### Name: Bram Otten

### Student ID: 10992456

### Group: F

Please fill in you name, student ID and group above, and also edit the filename according to the specified format.

In [None]:
import math
import matplotlib.pylab as plt
import numpy as np

from sklearn import datasets
from random import uniform

iris = datasets.load_iris()
X_matrix = iris.data

# K-means 


For this assignment the setup will be a little different from the previous weeks. Instead of incrementally writing functions to build the algorithm, it will be up to you to design the code of the algorithm from scratch. The first algorithm we will be covering is *K-means*. The pseudocode from Alpayding for this algorithm (figure 7.3) is:

* Initialize $m_i$, $i$ = $1$, ... , $k$, for example, to $k$ random $x^t$
* Repeat
    * For all $x^t \in X$
        * $b_i^t \leftarrow \left\{\begin{array}{ll} 1 & if\ \Vert x^t − m_i \Vert \ =\ min_j\ \Vert x^t − m_j \Vert\\ 
            0 & otherwise \\ \end{array}\right.$
    * For all $m_i$, $i$ = $1$, ... , $k$
        * $m_i \leftarrow \sum_t b_i^t x^t / \sum_t b_i^t$
* Until $m_i$ converge

This video by [Andrew on the topic](https://www.youtube.com/watch?v=6u19018FeHg&index=78&list=PLZ9qNFMHZ-A4rycgrgOYma6zxF4BZGGPW) might also be helpful to understand what the algorithm does. Again the notation is a little different, but the ideas are exactly the same.

## Implementing the algorithm [10 pts]

For your code, make **functions** for each of the following components of the k-means algorithm:

* Randomly initialize means from the data [1pt]
* Compute the distance between 2 points [1pt]
* Compute the matrix $b$ containing the assignments of points to clusters, based on the current means [2pts]
* Compute the matrix $m$ containing the computed mean vectors, based on the current assignment of clusters [2pts]
* Plot the means (as x's) and their assigned points (as dots), with a different color for each cluster (here you may assume the points will all be 2-dimensional, to allow them to be plotted) [2pts]
* Determine if the algorithm has converged based on the sets of current and new means [1pt]
* Combine all these functions in a general k-means function [1pt]

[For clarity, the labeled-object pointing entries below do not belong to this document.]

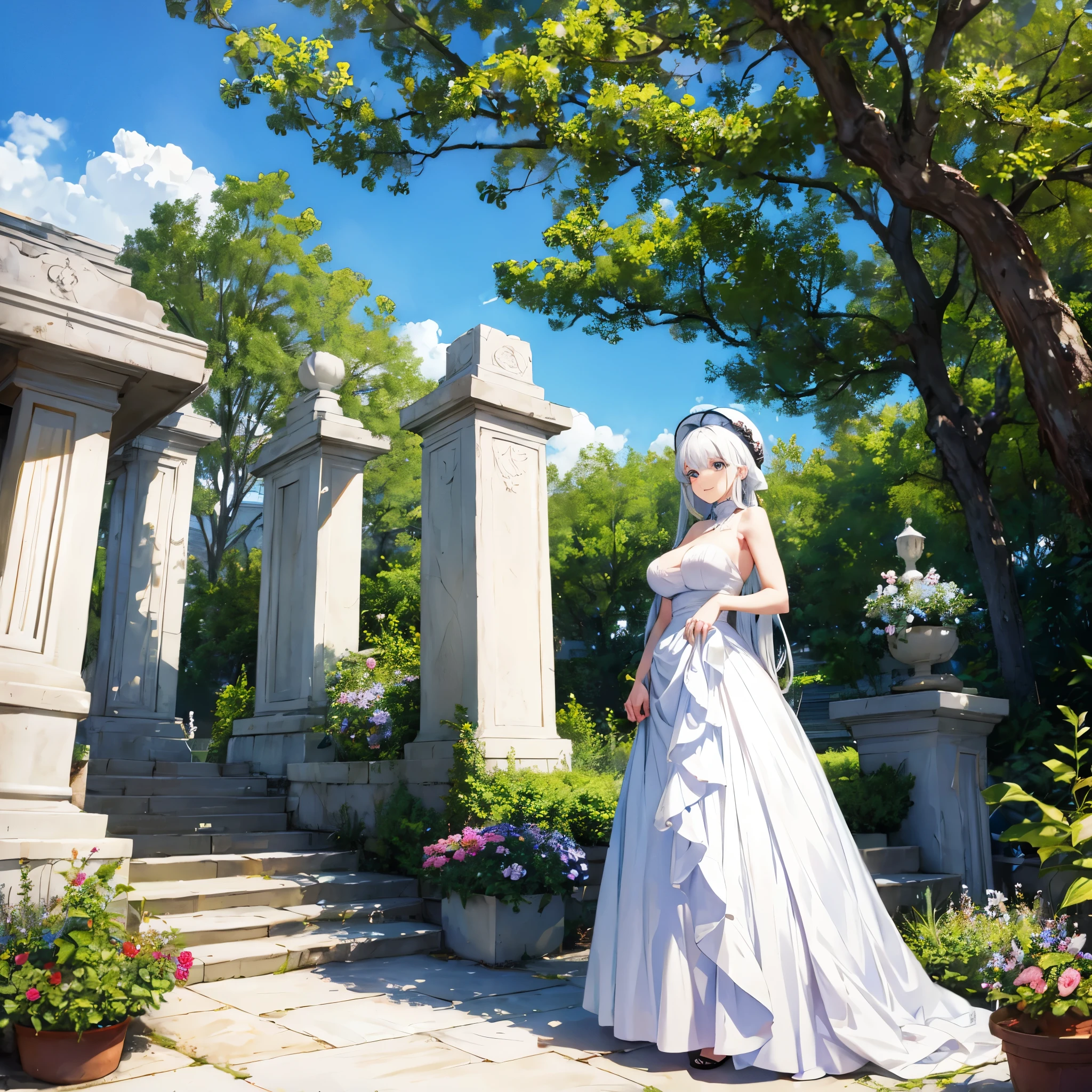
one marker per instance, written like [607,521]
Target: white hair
[700,447]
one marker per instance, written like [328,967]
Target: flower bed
[68,966]
[512,864]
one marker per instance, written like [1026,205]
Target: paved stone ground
[421,1024]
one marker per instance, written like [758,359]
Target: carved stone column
[85,365]
[132,702]
[309,611]
[487,633]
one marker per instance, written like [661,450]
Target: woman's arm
[774,599]
[637,703]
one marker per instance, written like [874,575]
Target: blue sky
[97,68]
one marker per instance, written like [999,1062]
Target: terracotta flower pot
[67,1057]
[1040,1063]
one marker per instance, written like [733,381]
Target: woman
[736,919]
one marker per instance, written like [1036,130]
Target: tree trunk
[1055,359]
[962,446]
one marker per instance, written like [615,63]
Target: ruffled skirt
[736,912]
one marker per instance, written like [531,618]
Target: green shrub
[874,803]
[578,803]
[234,702]
[403,826]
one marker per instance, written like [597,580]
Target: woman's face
[713,483]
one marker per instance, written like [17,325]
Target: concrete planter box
[488,930]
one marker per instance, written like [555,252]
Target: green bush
[234,701]
[403,826]
[578,803]
[874,803]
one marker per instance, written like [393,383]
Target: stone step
[245,959]
[211,866]
[266,823]
[256,923]
[189,897]
[257,841]
[901,893]
[122,785]
[893,860]
[184,805]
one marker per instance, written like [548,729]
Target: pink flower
[1068,981]
[1028,976]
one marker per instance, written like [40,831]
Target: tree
[607,520]
[245,284]
[972,114]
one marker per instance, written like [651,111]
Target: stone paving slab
[366,1068]
[548,1073]
[228,1037]
[281,993]
[371,1019]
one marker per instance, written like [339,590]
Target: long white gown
[735,910]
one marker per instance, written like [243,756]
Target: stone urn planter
[1040,1063]
[491,932]
[70,1057]
[922,647]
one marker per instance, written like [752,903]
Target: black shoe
[698,1061]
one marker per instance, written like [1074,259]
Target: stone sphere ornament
[322,372]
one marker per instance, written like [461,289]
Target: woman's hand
[703,621]
[637,703]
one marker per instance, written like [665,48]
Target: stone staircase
[213,857]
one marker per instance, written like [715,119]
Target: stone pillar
[135,679]
[941,737]
[487,632]
[85,365]
[309,611]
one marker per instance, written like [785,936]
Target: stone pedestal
[85,365]
[941,737]
[135,680]
[309,612]
[487,639]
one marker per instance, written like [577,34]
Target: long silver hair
[713,433]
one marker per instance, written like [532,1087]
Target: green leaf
[1079,890]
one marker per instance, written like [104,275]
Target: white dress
[735,911]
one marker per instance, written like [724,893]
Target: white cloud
[425,339]
[115,195]
[662,443]
[564,450]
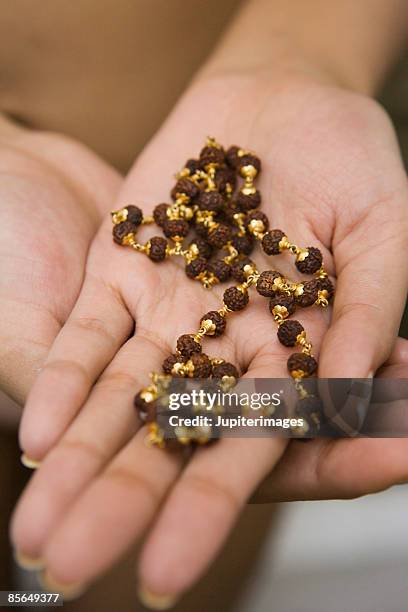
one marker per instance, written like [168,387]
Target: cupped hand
[332,177]
[53,194]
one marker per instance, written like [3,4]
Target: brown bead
[246,202]
[169,363]
[220,269]
[225,369]
[135,215]
[325,284]
[196,267]
[219,235]
[204,249]
[312,263]
[309,293]
[232,157]
[210,200]
[237,268]
[176,227]
[121,230]
[266,283]
[193,165]
[285,301]
[158,248]
[288,332]
[201,229]
[202,365]
[186,346]
[249,160]
[231,208]
[212,155]
[160,214]
[235,299]
[224,178]
[301,364]
[244,244]
[185,187]
[146,410]
[257,215]
[271,240]
[218,320]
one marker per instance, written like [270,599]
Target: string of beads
[216,203]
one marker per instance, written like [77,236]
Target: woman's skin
[54,193]
[333,178]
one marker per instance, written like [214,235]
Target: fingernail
[32,464]
[68,590]
[153,601]
[28,563]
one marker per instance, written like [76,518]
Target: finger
[203,505]
[111,513]
[329,469]
[104,425]
[97,327]
[311,471]
[371,293]
[201,510]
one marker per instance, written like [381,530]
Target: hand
[53,194]
[332,178]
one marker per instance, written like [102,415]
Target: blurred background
[299,557]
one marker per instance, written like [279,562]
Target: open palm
[332,178]
[53,194]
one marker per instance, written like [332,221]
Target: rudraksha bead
[309,293]
[193,165]
[121,230]
[158,248]
[210,200]
[225,369]
[325,284]
[169,363]
[237,268]
[196,266]
[289,331]
[312,263]
[257,215]
[211,155]
[232,157]
[284,301]
[160,214]
[220,269]
[235,299]
[225,177]
[135,215]
[204,249]
[176,227]
[271,240]
[248,159]
[231,208]
[201,230]
[184,187]
[244,244]
[202,365]
[266,285]
[146,410]
[219,235]
[247,201]
[217,319]
[186,346]
[301,364]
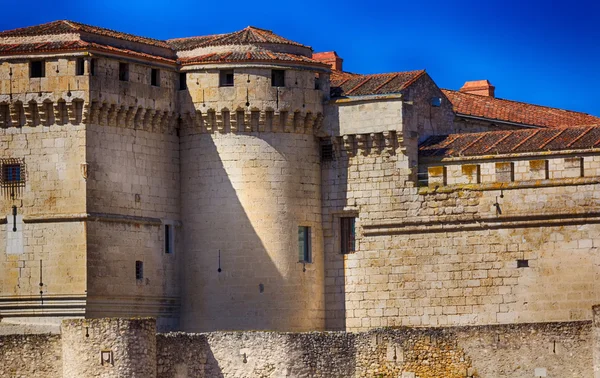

## Showing the results [1 pt]

To show your code works, run the algorithm on the Iris dataset using only the last 2 variables of the data. Use a value of 3 for $k$ and plot the means with their assignments. Start by running the algorithm step by step and plotting for each step. Start with the random means and then show at least 2 more steps, to show the means moving as the algorithm iterates. Finally, show the resulting plot where the means have converged and the algorithm has stopped.


In [None]:
def initialize_means(data, k):
    means = []
    minimums = []
    maximums = []
    for column in data.transpose():
        minimums.append(np.amin(column))
        maximums.append(np.amax(column))

    for class_index in range(k):
        coordinates = []
        for axis in range(len(minimums)):
            coordinates.append(uniform(minimums[axis],
                                       maximums[axis]))
        means.append(coordinates)

    means = np.array(means)
    return means


def dist_two_points(A, B):
    total = 0
    dimension = len(A)
    for i in range(dimension):
        total += (A[i] - B[i]) ** 2
    return total ** 0.5


def compute_b_matrix(data, means, k):
    best_class_list = []
    for datapoint in data:
        best_class = -1
        smallest_dist = float('inf')
        for i in range(k):
            cur_dist = dist_two_points(datapoint, means[i])
            if cur_dist < smallest_dist:
                smallest_dist = cur_dist
                best_class = i
        best_class_list.append(best_class)
    return np.array(best_class_list)


def compute_m_matrix(data, b_matrix, k, old_m_matrix):
    dimensions = len(data[0])
    m_matrix = [[0 for i in range(dimensions)] for j in range(k)]
    counter = [0 for j in range(k)]
    for i in range(len(data)):
        c_i = b_matrix[i]
        data_i = data[i]
        m_matrix[c_i] += data_i
        counter[c_i] += 1

    for i in range(k):
        if counter[i] > 0:
            m_matrix[i] = np.divide(m_matrix[i], counter[i])
        else:
            # Stupid quick solution, but the old m[i] is useless
            m_matrix[i] = data[0]

    return np.array(m_matrix)


def determine_convergence(old, new):
    return np.array_equal(old, new)

In [None]:
def printy_compute_k_means(data, k):
    m_matrix = initialize_means(data, k)
    print("Means:")
    print(m_matrix)
    print("---")
    print("Dist", data[0], m_matrix[0], "=",
          dist_two_points(data[0], m_matrix[0]))
    print("---")
    print("Data and associated b:")
    print(data[0:5])
    b_matrix = compute_b_matrix(data, m_matrix, k)
    print(b_matrix[0:5])
    print("---")
    print("New means (or m_matrix):")
    m_matrix = compute_m_matrix(data, b_matrix, k, m_matrix)
    print(m_matrix)
    print("---")
    print("Can do that again:")
    b_matrix = compute_b_matrix(data, m_matrix, k)
    new_m_matrix = compute_m_matrix(data, b_matrix, k, m_matrix)
    print(new_m_matrix)
    print("---")
    print("Was I already done?",
          determine_convergence(m_matrix, new_m_matrix))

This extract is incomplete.